I’d be really interested to hear what your sense of the thinking is on Medt’s side. Is something like that going on here? What do you see as the motivation on their side in this? Did some of the initiative come from them or was the push mostly from Tidepool’s side?
What did you go to when the 670G failed you? I have not slept six hours straight since I started in automode. I am working on getting rid of the 670G for anything else and preferably a Dexcom CGM. I am looking for a system that will work for me and after using medtronic pumps for 15 years, I just cannot continue.

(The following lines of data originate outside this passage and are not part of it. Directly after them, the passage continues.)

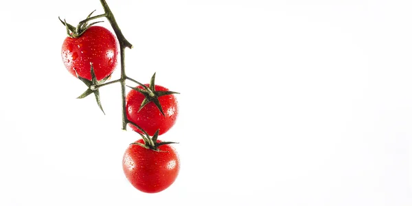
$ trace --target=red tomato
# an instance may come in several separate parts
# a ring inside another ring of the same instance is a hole
[[[110,76],[117,63],[117,42],[107,29],[91,26],[80,37],[67,37],[62,46],[62,58],[67,70],[75,77],[91,80],[90,62],[98,80]],[[76,69],[76,72],[75,72]]]
[[[143,139],[136,142],[144,144]],[[161,142],[157,140],[157,142]],[[156,193],[169,187],[176,180],[180,160],[170,144],[157,148],[159,151],[130,144],[123,156],[123,171],[136,189]]]
[[[149,84],[145,84],[149,87]],[[141,86],[137,88],[143,89]],[[169,91],[168,89],[154,85],[155,91]],[[159,130],[159,135],[164,134],[169,130],[177,118],[179,106],[177,100],[174,95],[167,95],[159,97],[159,102],[161,105],[165,115],[163,116],[153,102],[146,104],[140,111],[140,105],[145,96],[135,90],[130,90],[126,98],[126,108],[127,118],[129,121],[137,124],[144,129],[149,135],[153,136],[156,130]],[[130,126],[136,132],[143,134],[135,126]]]

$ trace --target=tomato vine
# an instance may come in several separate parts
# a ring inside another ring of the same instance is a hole
[[[84,98],[93,93],[98,106],[104,113],[99,89],[114,83],[120,84],[122,129],[126,130],[128,124],[141,137],[130,144],[124,153],[124,174],[137,189],[148,193],[159,192],[174,181],[180,168],[177,153],[170,145],[176,142],[157,139],[176,121],[178,106],[173,95],[179,93],[156,85],[156,73],[152,76],[150,84],[146,84],[126,75],[125,49],[132,49],[133,45],[123,35],[106,1],[100,1],[104,13],[92,16],[95,10],[76,27],[67,23],[65,19],[62,21],[59,17],[60,22],[66,27],[69,36],[63,43],[62,58],[69,71],[87,87],[87,89],[78,98]],[[102,21],[89,23],[91,21],[100,18],[106,18],[110,23],[119,45],[119,52],[115,36],[111,32],[100,26],[92,27]],[[117,65],[119,53],[120,78],[106,82]],[[136,87],[127,86],[131,89],[127,98],[126,80],[138,84]],[[168,95],[172,96],[165,97]]]

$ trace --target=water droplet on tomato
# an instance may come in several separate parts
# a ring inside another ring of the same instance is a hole
[[[169,161],[168,163],[168,170],[173,170],[174,168],[174,167],[176,167],[176,161],[175,160],[171,160],[170,161]]]
[[[73,54],[71,55],[71,58],[75,60],[76,58],[78,58],[78,57],[79,57],[79,54],[77,52],[74,52],[73,53]]]

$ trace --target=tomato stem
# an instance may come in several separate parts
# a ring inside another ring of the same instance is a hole
[[[99,84],[99,85],[95,85],[94,86],[94,89],[98,89],[102,87],[104,87],[106,85],[111,84],[113,84],[113,83],[117,83],[117,82],[120,82],[120,79],[115,80],[113,80],[113,81],[111,81],[111,82],[106,82],[106,83],[103,83],[103,84]]]
[[[127,126],[127,116],[126,113],[126,80],[127,79],[127,76],[126,76],[126,70],[124,68],[124,49],[128,47],[131,49],[133,47],[132,44],[128,42],[120,30],[120,27],[117,25],[116,22],[116,19],[115,19],[115,16],[112,13],[111,10],[108,8],[107,3],[105,0],[100,0],[100,3],[102,3],[102,6],[103,6],[103,9],[104,10],[104,14],[101,15],[98,15],[96,18],[98,17],[106,17],[108,22],[110,23],[112,28],[113,29],[116,36],[117,37],[117,40],[119,41],[119,44],[120,45],[120,79],[118,80],[113,81],[115,82],[120,82],[121,87],[122,87],[122,129],[124,130],[126,130]],[[91,17],[94,18],[95,16]],[[111,82],[108,82],[111,84]],[[100,86],[102,87],[102,86]]]

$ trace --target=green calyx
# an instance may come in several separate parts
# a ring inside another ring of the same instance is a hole
[[[139,135],[140,135],[140,136],[141,137],[141,139],[143,139],[143,141],[144,141],[144,144],[139,143],[139,142],[134,142],[134,143],[130,144],[130,145],[133,145],[133,144],[138,145],[138,146],[142,146],[145,148],[154,150],[156,152],[164,152],[164,151],[160,150],[159,149],[159,147],[162,145],[165,145],[165,144],[177,144],[177,142],[174,142],[174,141],[157,142],[157,137],[159,136],[159,130],[157,130],[156,131],[156,133],[154,133],[154,135],[153,135],[153,137],[150,137],[149,134],[148,134],[144,129],[142,129],[137,124],[134,124],[133,122],[129,122],[129,124],[138,128],[141,131],[142,131],[144,133],[144,135],[141,133],[137,133]]]
[[[78,38],[79,36],[80,36],[86,30],[87,30],[87,29],[89,29],[89,27],[90,27],[91,26],[100,23],[100,22],[103,22],[102,21],[96,21],[96,22],[93,22],[91,23],[89,23],[89,21],[96,19],[96,18],[99,18],[99,17],[102,17],[104,16],[104,15],[99,15],[99,16],[93,16],[93,17],[90,17],[91,16],[91,14],[95,12],[95,10],[91,12],[91,13],[90,13],[88,16],[87,18],[86,18],[86,19],[80,21],[77,27],[74,27],[71,25],[70,25],[69,23],[66,22],[66,19],[65,19],[64,21],[62,21],[60,17],[58,17],[58,19],[60,21],[60,22],[66,27],[66,30],[67,31],[67,35],[71,38]]]
[[[74,71],[76,71],[76,69],[74,70]],[[90,73],[91,75],[91,81],[88,79],[85,79],[84,78],[79,76],[78,75],[77,72],[76,72],[76,74],[79,80],[80,80],[82,82],[83,82],[83,83],[84,83],[84,84],[86,84],[86,86],[87,86],[87,87],[88,87],[87,90],[86,90],[86,91],[84,91],[82,94],[81,94],[77,98],[82,99],[82,98],[88,96],[89,95],[91,94],[92,93],[94,93],[95,97],[96,98],[96,102],[98,102],[98,106],[99,106],[99,108],[100,108],[100,109],[102,110],[103,113],[106,114],[106,113],[104,113],[104,111],[103,111],[103,108],[102,107],[102,103],[100,102],[100,93],[99,92],[99,87],[98,86],[102,85],[102,84],[103,84],[106,80],[107,80],[107,79],[110,77],[110,76],[106,77],[105,78],[101,80],[100,81],[98,81],[98,79],[96,78],[96,76],[95,74],[94,69],[93,69],[93,63],[92,62],[90,62]]]
[[[135,90],[135,91],[139,92],[140,93],[141,93],[142,95],[144,95],[145,96],[144,100],[143,100],[143,101],[141,102],[141,104],[140,105],[139,111],[140,111],[140,110],[141,110],[141,108],[145,105],[148,104],[149,102],[152,102],[153,103],[154,103],[156,106],[157,106],[157,108],[160,111],[160,113],[161,113],[161,114],[164,116],[165,113],[163,111],[163,108],[161,108],[161,105],[160,104],[160,102],[159,102],[159,97],[168,95],[172,95],[172,94],[179,93],[175,92],[175,91],[155,91],[155,89],[154,89],[154,85],[155,85],[154,84],[154,78],[155,78],[155,77],[156,77],[156,72],[154,72],[154,73],[152,76],[152,78],[150,79],[150,83],[149,84],[149,87],[147,87],[137,81],[135,81],[139,85],[141,86],[144,88],[143,89],[140,89],[140,88],[137,88],[137,87],[131,87],[129,86],[127,86],[127,87],[130,87],[130,89],[132,89],[133,90]]]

Well, the answer won’t help you much I’m afraid. I actually went back to my old pager-style 730 Paradigm. It was well past warranty when I went to the 670 but still perfectly serviceable as a manual pump. Actually better than the 670 in that mode. I tried just running the 670 in manual, but there were so many annoyances, like ridiculous numbers of click-throughs to do simple things like Suspend, that I realized the old pump was actually better.I wanted to go back to using Dexcom as well, so there was no reason to keep using the new pump. It’s sitting in its original box in my diabetes zombie-apocalypse drawer.
Welcome to TUD, @Jim_Enos! Lots of great info and helpful, experienced people here. Hope you stick around!